Who knows, some might turn out to be not needed anymore. :)

> +
> +swapper_pg_dir
> +=============
> +It is always an array, it gerenally stands for the pgd for the kernel.
> +When mmu is enabled in config file, the 'swapper_pg_dir' is valid.
> +
> +_stext
> +======
> +It is an assemble directive that defines the beginning of the text section.
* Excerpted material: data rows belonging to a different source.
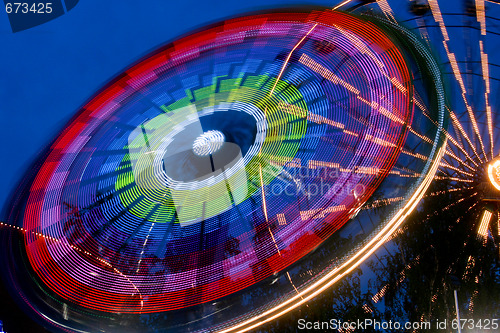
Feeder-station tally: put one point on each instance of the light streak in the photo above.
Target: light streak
(464, 134)
(60, 241)
(457, 170)
(494, 173)
(485, 221)
(384, 5)
(486, 78)
(455, 157)
(341, 4)
(288, 58)
(349, 265)
(436, 12)
(264, 208)
(326, 73)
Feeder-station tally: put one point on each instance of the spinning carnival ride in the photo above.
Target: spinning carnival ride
(228, 177)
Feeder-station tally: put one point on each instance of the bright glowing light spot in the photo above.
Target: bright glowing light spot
(485, 221)
(208, 143)
(494, 173)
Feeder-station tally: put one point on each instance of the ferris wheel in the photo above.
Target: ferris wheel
(234, 174)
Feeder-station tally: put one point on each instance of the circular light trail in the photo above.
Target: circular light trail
(208, 143)
(216, 167)
(494, 173)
That's an assembly symbol.

> +In gerenal, the '_stext' indicates the kernel start address.
> +
> +vmap_area_list
> +==============
> +It stores the virtual area list, makedumpfile can get the vmalloc start
> +value according to this variable.

"... from this variable."

> +
> +mem_map
> +=======
> +Physical addresses are translated to struct pages by treating them as an
> +index into the mem_map array. Shifting a physical address PAGE_SHIFT bits
> +to the right will treat it as a PFN from physical address 0, which is also
> +an index within the mem_map array.
> +
> +In a word, it can map the address to struct page.

"In short, ... "

> +
> +contig_page_data
> +================
> +Makedumpfile can get the pglist_data structure according to this symbol

Please look up in the dictionary what "according" means. Using it in
this context is at least weird.

> +'contig_page_data'. The pglist_data structure is used to describe the
> +memory layout.
> +
> +mem_section|(mem_section, NR_SECTION_ROOTS)|(mem_section, section_mem_map)
> +==========================================================================
> +Export the address of 'mem_section' array, and it's length, structure size,
> +and the 'section_mem_map' offset.
> +
> +It exists in the sparse memory mapping model, and it is also somewhat
> +similar to the mem_map variable, both of them will help to translate
> +the address.
> +
> +page
> +====
> +The size of a 'page' structure.
> +
> +pglist_data
> +===========
> +The size of a 'pglist_data' structure.
> +
> +zone
> +====
> +The size of a 'zone' structure.
> +
> +free_area
> +=========
> +The size of a 'free_area' structure.
> +
> +list_head
> +=========
> +The size of a 'list_head' structure.
> +
> +nodemask_t
> +==========
> +The size of a 'nodemask_t' type.
> +
> +(page, flags|_refcount|mapping|lru|_mapcount|private|compound_dtor|
> + compound_order|compound_head)
> +===================================================================
> +The page structure is a familiar concept for most of linuxer, there is no
> +need to explain too much.

Just delete that sentence.

> To know more information, please refer to the
> +definition of the page struct(include/linux/mm_types.h).
> +
> +(pglist_data, node_zones|nr_zones|node_mem_map|node_start_pfn|node_
> + spanned_pages|node_id)
> +===================================================================
> +On NUMA machines, each NUMA node would have a pg_data_t to describe

s/would have/has/

> +it's memory layout. On UMA machines there is a single pglist_data which
> +describes the whole memory.
> +
> +The pglist_data structure contains these varibales, here export their
^^^^^^^^^

Before you send next time, run the *whole* text through a spellchecker.

> +offset in the pglist_data structure, which is defined in this file
> +"include/linux/mmzone.h".

You don't have to state where stuff is defined - I hope everyone
should be able to grep.

...

--
Regards/Gruss,
Boris.

Good mailing practices for 400: avoid top-posting and trim the reply.